A few decades ago a homoeopathic practitioner, however eminent, was treated as a quack by his colleagues who would not consult with him, and surgeons would refuse to attend a case treated by a homoeopathic doctor. That outrageous bill might have been passed had it not been for the fact that some leading members of the House of Commons and House of Lords had been treated by homoeopathic physicians with the greatest success. The intrigue of the medical profession was foiled by the supporters of homoeopathy in Parliament.

The medical profession claims to have the monopoly of the knowledge of the art of healing. Yet laymen have been responsible for nearly all the greatest advances in the healing art. Modern medicine and surgery are based on the discoveries and practices of Pasteur, a chemist. Without Pasteur there would not have been a Lister. Psychological treatment, massage, open air treatment, hydropathy and many other most important branches of the art of healing were discovered and first practised by laymen.

I need only mention the names of such pioneers as Mesmer, Coue, Kneipp. Sir Herbert Barker has cured in a few minutes thousands of patients who had been declared absolutely incurable by the leading surgeons. Yet the organized profession has never allowed Sir Herbert Barker to demonstrate his methods to the profession and to teach the profession how to relieve the numerous sufferers who might be relieved.

It seems quite inconceivable that legislation would make it impossible for a sufferer to apply to men like Sir Herbert Barker — and other highly qualified healers –outside the ranks of the medical profession which in only too numerous instances has refused to learn from outsiders. I think it is out of the question that this bill will ever become a law and its promoters will be well advised to withdraw it. Persistence will in all probability involve them in discomfiture. England is not yet ready to accept a medical absolution.

J. Ellis Barker
James Ellis Barker 1870 – 1948 was a Jewish German lay homeopath, born in Cologne in Germany. He settled in Britain to become the editor of The Homeopathic World in 1931 (which he later renamed as Heal Thyself) for sixteen years, and he wrote a great deal about homeopathy during this time.

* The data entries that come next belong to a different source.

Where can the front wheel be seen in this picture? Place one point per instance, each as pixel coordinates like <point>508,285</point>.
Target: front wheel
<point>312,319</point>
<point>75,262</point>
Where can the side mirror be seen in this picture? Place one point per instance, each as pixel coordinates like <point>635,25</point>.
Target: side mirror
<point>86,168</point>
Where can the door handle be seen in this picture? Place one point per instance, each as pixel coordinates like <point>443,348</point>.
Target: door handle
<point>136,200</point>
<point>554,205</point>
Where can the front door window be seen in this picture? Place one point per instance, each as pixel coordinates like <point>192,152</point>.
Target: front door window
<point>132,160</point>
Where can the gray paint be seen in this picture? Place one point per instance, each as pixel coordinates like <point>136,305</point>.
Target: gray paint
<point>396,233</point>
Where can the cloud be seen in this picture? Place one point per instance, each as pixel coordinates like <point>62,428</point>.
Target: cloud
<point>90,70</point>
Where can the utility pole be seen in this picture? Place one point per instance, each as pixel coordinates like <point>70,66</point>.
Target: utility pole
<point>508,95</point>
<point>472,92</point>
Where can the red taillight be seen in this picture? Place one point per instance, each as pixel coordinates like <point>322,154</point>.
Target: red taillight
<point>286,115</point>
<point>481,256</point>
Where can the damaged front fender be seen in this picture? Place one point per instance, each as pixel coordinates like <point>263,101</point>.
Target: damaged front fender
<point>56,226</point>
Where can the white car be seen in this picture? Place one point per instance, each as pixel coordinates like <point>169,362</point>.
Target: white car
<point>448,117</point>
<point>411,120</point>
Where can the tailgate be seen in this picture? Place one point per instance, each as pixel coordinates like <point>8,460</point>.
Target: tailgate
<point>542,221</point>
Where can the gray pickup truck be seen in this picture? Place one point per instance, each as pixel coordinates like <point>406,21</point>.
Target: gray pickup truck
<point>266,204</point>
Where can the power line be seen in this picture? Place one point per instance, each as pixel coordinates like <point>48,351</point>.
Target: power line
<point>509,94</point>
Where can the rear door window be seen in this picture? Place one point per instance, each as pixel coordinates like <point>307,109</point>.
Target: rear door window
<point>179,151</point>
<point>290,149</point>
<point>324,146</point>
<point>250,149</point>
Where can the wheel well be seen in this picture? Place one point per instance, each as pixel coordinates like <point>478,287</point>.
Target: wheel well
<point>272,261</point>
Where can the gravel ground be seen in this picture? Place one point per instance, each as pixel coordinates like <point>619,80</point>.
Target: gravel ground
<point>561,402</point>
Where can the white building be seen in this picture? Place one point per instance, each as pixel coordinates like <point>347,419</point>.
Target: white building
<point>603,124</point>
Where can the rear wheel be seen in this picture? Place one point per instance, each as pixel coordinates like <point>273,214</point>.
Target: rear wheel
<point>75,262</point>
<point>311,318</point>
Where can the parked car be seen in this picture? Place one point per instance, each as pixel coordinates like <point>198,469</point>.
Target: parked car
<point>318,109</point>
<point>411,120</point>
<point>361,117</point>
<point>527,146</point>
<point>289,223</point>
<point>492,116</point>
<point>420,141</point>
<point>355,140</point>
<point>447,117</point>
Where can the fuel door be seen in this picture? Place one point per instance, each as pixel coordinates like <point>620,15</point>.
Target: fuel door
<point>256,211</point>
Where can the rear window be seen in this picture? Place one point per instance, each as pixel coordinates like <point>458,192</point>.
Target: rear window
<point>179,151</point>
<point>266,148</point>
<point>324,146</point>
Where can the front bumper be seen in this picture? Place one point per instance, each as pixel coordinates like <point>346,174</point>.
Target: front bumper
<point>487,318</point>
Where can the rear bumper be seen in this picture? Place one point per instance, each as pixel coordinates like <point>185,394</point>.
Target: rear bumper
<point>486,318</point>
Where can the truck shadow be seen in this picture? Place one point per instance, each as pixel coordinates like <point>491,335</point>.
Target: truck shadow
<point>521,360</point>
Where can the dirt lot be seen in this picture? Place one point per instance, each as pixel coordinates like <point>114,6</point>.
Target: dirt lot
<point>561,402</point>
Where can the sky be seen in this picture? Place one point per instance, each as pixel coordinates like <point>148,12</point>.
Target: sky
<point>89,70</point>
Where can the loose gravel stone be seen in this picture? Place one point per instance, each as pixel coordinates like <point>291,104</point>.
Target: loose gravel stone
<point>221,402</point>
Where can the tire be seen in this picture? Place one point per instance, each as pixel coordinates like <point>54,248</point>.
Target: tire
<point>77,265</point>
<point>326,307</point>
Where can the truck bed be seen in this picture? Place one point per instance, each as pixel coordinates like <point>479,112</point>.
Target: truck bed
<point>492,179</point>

James Ellis Barker wrote a very large number of books, both under the name James Ellis Barker and under his real German name Otto Julius Eltzbacher, The Truth about Homœopathy; Rough Notes on Remedies with William Murray; Chronic Constipation; The Story of My Eyes; Miracles Of Healing and How They are Done; Good Health and Happiness; New Lives for Old: How to Cure the Incurable; My Testament of Healing; Cancer, the Surgeon and the Researcher; Cancer, how it is Caused, how it Can be Prevented with a foreward by William Arbuthnot Lane; Cancer and the Black Man etc.